La película se presenta con forma de thriller, pero es una drama social pausado, profundo, que no se interroga sobre el origen de la violencia sino que la expone, sin concesiones, sin coartadas, con un director que vuelca todos sus fantasmas y todo su corazón en cada plano, que asume el riesgo de no medir a veces, que se lanza al vacío y no se esconde en la autoindulgencia de muchos de nuestros directores más veteranos.

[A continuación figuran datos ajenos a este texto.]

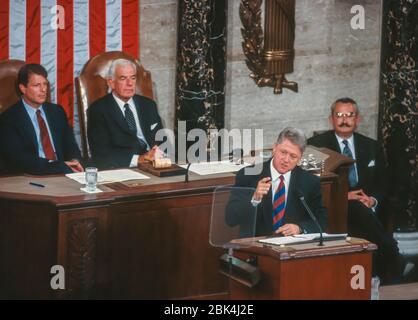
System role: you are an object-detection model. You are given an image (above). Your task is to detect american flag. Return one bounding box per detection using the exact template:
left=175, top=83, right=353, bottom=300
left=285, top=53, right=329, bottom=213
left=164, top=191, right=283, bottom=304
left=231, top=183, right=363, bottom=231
left=0, top=0, right=139, bottom=123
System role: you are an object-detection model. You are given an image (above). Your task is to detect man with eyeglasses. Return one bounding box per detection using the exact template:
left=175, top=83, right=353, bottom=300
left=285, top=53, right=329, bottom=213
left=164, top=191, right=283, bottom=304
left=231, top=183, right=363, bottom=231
left=308, top=98, right=413, bottom=282
left=226, top=127, right=327, bottom=236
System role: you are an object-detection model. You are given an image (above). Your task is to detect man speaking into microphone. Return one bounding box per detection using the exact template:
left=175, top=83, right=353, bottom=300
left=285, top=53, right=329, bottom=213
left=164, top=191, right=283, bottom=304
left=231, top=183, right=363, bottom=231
left=225, top=127, right=327, bottom=236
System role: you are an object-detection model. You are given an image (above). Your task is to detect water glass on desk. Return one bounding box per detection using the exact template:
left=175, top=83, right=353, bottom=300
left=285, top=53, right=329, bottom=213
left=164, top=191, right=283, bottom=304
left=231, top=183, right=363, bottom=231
left=86, top=167, right=97, bottom=192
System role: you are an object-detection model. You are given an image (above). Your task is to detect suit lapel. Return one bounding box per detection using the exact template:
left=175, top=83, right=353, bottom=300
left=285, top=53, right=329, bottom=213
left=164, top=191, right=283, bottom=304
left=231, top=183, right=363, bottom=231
left=108, top=93, right=135, bottom=135
left=259, top=159, right=273, bottom=231
left=16, top=101, right=39, bottom=154
left=353, top=133, right=368, bottom=185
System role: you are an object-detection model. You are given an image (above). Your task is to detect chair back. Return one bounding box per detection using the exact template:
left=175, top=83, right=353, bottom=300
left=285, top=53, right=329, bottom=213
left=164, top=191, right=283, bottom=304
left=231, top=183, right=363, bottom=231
left=75, top=51, right=154, bottom=159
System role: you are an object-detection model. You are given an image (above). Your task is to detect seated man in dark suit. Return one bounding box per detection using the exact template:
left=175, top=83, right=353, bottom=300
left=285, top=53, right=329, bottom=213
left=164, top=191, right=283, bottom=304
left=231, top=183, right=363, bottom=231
left=226, top=128, right=327, bottom=236
left=87, top=59, right=162, bottom=168
left=0, top=64, right=83, bottom=175
left=308, top=98, right=411, bottom=281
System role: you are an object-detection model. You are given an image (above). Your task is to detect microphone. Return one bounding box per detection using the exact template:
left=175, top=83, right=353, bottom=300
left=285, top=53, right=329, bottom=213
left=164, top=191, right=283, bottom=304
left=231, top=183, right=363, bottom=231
left=184, top=162, right=192, bottom=182
left=296, top=190, right=324, bottom=246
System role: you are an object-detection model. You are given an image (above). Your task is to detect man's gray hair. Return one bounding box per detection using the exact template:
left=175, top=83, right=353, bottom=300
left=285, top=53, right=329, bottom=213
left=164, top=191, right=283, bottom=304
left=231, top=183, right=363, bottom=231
left=107, top=58, right=136, bottom=79
left=276, top=127, right=306, bottom=153
left=331, top=98, right=360, bottom=115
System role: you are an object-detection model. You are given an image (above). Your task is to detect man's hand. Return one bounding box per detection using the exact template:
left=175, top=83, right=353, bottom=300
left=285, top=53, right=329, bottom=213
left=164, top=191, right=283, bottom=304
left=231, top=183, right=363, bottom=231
left=253, top=177, right=271, bottom=201
left=274, top=223, right=300, bottom=237
left=65, top=159, right=84, bottom=172
left=348, top=189, right=376, bottom=208
left=138, top=146, right=164, bottom=165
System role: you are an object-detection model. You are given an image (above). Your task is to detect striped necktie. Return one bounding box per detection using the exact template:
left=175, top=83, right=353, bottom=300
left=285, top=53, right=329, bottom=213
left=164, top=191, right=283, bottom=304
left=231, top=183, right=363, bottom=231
left=273, top=175, right=286, bottom=232
left=343, top=140, right=358, bottom=188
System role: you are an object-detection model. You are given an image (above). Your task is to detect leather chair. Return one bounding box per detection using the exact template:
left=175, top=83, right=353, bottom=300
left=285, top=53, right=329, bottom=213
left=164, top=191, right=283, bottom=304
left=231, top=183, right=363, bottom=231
left=0, top=60, right=25, bottom=113
left=75, top=51, right=154, bottom=159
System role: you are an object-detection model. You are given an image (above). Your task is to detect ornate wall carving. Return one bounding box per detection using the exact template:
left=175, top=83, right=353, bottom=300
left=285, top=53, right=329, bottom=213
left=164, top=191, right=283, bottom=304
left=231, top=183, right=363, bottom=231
left=175, top=0, right=226, bottom=146
left=379, top=0, right=418, bottom=229
left=240, top=0, right=298, bottom=94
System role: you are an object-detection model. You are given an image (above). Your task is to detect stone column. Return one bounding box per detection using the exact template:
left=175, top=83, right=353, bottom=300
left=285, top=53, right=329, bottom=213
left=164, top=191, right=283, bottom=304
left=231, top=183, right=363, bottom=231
left=175, top=0, right=227, bottom=155
left=379, top=0, right=418, bottom=230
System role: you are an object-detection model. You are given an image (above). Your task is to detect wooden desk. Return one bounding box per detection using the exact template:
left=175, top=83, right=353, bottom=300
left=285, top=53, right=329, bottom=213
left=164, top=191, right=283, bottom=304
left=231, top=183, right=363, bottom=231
left=229, top=238, right=377, bottom=300
left=0, top=151, right=352, bottom=299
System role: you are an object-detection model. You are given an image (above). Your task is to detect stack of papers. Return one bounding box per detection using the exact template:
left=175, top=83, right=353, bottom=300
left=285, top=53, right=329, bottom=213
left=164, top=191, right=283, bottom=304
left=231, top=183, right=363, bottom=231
left=258, top=233, right=347, bottom=245
left=65, top=169, right=150, bottom=184
left=179, top=160, right=250, bottom=176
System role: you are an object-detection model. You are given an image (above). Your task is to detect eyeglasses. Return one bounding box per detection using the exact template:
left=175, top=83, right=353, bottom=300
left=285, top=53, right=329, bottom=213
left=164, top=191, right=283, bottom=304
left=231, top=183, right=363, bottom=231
left=277, top=149, right=299, bottom=162
left=334, top=112, right=357, bottom=118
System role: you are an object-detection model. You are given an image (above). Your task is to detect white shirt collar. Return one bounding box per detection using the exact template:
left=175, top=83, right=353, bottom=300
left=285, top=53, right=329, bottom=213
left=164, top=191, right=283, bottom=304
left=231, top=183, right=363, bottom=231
left=270, top=159, right=292, bottom=182
left=112, top=92, right=135, bottom=113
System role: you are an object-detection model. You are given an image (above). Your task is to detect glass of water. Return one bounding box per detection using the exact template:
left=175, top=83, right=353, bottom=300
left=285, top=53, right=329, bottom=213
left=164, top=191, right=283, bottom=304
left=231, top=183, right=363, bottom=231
left=86, top=167, right=97, bottom=192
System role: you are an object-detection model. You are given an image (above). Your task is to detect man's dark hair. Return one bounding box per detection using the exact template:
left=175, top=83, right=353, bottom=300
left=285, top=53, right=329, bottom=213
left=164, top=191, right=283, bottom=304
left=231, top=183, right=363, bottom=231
left=17, top=63, right=48, bottom=87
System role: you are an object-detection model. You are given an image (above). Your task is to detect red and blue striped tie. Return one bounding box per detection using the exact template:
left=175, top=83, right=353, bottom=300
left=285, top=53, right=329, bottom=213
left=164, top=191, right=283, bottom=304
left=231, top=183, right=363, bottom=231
left=273, top=175, right=286, bottom=232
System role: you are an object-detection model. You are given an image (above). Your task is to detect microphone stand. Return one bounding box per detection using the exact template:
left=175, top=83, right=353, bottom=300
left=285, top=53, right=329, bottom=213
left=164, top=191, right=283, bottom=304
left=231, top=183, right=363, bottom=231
left=299, top=196, right=324, bottom=246
left=184, top=162, right=192, bottom=182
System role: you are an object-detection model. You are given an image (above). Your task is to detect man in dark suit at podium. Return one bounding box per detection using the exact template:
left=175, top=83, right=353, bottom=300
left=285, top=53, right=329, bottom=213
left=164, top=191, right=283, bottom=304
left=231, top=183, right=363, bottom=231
left=0, top=64, right=83, bottom=175
left=87, top=59, right=163, bottom=168
left=308, top=98, right=411, bottom=281
left=226, top=128, right=327, bottom=236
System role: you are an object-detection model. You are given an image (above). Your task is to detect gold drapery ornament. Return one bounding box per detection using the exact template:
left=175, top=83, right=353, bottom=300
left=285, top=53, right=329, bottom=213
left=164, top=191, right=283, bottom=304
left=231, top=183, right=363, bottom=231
left=239, top=0, right=298, bottom=94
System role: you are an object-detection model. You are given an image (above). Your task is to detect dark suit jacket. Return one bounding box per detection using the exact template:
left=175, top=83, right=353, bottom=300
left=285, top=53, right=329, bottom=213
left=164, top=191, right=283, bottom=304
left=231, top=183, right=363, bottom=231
left=308, top=130, right=382, bottom=200
left=226, top=160, right=328, bottom=236
left=0, top=101, right=81, bottom=175
left=87, top=94, right=163, bottom=168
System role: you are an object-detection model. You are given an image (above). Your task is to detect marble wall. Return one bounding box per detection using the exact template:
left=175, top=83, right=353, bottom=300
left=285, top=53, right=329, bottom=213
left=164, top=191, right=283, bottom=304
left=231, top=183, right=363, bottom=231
left=139, top=0, right=178, bottom=129
left=140, top=0, right=381, bottom=146
left=226, top=0, right=381, bottom=146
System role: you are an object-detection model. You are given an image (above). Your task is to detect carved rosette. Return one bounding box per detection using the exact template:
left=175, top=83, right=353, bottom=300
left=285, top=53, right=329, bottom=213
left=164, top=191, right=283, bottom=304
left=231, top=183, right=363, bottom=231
left=239, top=0, right=298, bottom=94
left=67, top=219, right=97, bottom=298
left=379, top=0, right=418, bottom=228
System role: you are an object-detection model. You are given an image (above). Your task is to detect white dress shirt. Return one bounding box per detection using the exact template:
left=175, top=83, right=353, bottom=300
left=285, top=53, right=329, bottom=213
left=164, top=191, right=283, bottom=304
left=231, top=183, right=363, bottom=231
left=112, top=93, right=150, bottom=167
left=335, top=134, right=358, bottom=181
left=270, top=159, right=291, bottom=207
left=335, top=134, right=378, bottom=212
left=22, top=98, right=56, bottom=162
left=251, top=159, right=292, bottom=207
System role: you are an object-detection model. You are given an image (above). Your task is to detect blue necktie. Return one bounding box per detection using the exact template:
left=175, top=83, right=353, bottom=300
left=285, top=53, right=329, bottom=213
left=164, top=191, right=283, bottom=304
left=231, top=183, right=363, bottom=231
left=343, top=140, right=357, bottom=188
left=124, top=103, right=136, bottom=135
left=273, top=175, right=286, bottom=231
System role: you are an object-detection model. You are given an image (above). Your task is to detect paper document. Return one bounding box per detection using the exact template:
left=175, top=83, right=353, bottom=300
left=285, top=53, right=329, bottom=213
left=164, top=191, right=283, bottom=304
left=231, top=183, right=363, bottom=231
left=180, top=160, right=250, bottom=176
left=258, top=233, right=347, bottom=245
left=65, top=169, right=150, bottom=184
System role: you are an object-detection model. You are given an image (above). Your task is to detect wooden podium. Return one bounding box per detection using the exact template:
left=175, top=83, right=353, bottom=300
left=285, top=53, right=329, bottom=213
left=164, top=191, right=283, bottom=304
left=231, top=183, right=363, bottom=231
left=229, top=238, right=377, bottom=300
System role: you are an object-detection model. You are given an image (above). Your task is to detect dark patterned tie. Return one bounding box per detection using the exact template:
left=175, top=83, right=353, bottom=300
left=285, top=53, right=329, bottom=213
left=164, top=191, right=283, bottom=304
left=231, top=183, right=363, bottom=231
left=124, top=103, right=136, bottom=135
left=124, top=103, right=147, bottom=154
left=36, top=110, right=57, bottom=160
left=273, top=175, right=286, bottom=231
left=343, top=140, right=357, bottom=188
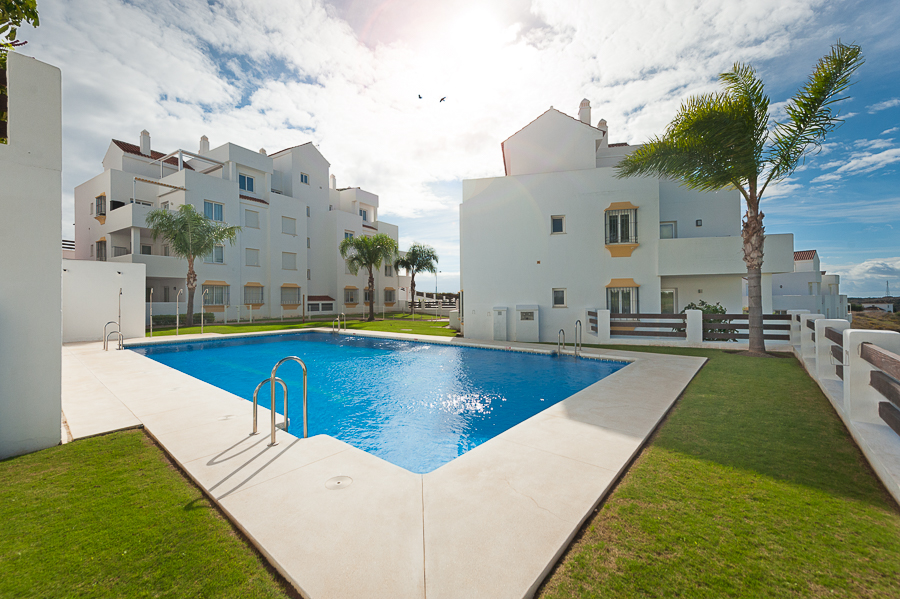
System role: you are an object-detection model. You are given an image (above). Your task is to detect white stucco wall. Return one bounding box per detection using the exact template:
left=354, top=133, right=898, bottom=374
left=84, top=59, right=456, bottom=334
left=62, top=260, right=146, bottom=343
left=0, top=52, right=62, bottom=459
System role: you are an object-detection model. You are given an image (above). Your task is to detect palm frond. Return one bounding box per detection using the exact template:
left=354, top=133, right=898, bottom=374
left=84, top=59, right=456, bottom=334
left=760, top=40, right=865, bottom=194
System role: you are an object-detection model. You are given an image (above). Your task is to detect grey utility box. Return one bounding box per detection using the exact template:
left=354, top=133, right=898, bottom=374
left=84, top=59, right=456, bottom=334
left=516, top=304, right=541, bottom=343
left=493, top=306, right=509, bottom=341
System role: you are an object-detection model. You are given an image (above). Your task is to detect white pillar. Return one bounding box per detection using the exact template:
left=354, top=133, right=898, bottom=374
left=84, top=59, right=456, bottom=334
left=788, top=310, right=809, bottom=348
left=684, top=310, right=703, bottom=347
left=816, top=318, right=850, bottom=381
left=844, top=329, right=900, bottom=424
left=597, top=310, right=610, bottom=344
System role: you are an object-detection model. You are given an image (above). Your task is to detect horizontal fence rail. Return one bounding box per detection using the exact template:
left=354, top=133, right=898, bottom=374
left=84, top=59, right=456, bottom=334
left=859, top=343, right=900, bottom=435
left=608, top=313, right=687, bottom=339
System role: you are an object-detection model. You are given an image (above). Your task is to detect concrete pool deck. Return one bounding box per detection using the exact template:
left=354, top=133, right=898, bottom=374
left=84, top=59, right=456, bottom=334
left=62, top=331, right=705, bottom=599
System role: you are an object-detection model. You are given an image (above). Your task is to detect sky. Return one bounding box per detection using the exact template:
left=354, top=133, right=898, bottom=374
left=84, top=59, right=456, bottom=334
left=19, top=0, right=900, bottom=296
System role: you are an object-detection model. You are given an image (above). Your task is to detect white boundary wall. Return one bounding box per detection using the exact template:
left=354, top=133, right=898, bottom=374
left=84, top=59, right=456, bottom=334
left=0, top=52, right=62, bottom=459
left=62, top=260, right=146, bottom=343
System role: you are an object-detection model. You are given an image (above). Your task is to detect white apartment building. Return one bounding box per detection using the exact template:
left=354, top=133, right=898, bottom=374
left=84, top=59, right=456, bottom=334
left=772, top=250, right=847, bottom=318
left=75, top=131, right=400, bottom=321
left=460, top=100, right=794, bottom=341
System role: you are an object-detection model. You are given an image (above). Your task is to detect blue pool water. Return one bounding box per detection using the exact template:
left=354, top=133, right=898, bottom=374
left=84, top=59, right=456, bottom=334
left=134, top=333, right=626, bottom=474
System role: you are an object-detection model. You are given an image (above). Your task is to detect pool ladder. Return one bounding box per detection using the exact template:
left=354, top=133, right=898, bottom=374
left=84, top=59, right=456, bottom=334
left=250, top=356, right=309, bottom=447
left=331, top=312, right=347, bottom=333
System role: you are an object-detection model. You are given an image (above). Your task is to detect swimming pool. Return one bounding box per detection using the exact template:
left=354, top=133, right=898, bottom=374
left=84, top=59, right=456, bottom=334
left=131, top=332, right=627, bottom=474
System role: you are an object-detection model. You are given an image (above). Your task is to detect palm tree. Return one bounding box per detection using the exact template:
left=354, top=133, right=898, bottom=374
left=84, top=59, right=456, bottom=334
left=394, top=243, right=438, bottom=314
left=147, top=204, right=241, bottom=326
left=616, top=41, right=864, bottom=354
left=338, top=233, right=397, bottom=322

Zoe Berriatúa coloca a unos chavales absolutamente desarraigados en un mundo que no les ofrece ninguna alternativa a la frustración que sienten. A través de la acertada ausencia de pasado y de familias en toda la película, que consigue que el espectador atienda tan solo al drama personal que se desarrolla entre los tres protagonistas y no a los motivos que pudieran subyacer en la conducta de cada uno, el director huye de las explicaciones y de la denuncia para arrojar un pedazo de vida en crudo a la pantalla, y lo envuelve en una banda sonora donde prevalecen los compositores rusos del siglo XX, y que a veces funciona como extrañamiento y a veces busca el distanciamiento, y donde destaca el lamento de Dido de la ópera de Purcell, una música que, a la manera de Kubrick en La naranja mecánica, se hace incómoda a veces, actúa como elemento que subraya la aridez de la imagen, comprime la poética incomodidad de la propuesta.
Muy acertada también es la primera secuencia en la que los alumnos entran en clase y, mediante un travelling, el director construye una escena mezcla de cine mudo y comedia musical de la Metro, que opera desde la ironía, desde el guiño cómplice.
Como el primer Cassavetes, Zoe Berriatúa consigue extraer poesía de los pocos medios de que dispone, convirtiendo una película de alma humilde en una arrebatadora historia donde las destrezas formales son parte del discurso.
Gran película, que no busca contentar sino mostrar, que no busca el aplauso sino el desahogo; película necesaria en tiempos en que el cine, más que nunca, debe ser un medio de expresión artística y no un simple negocio.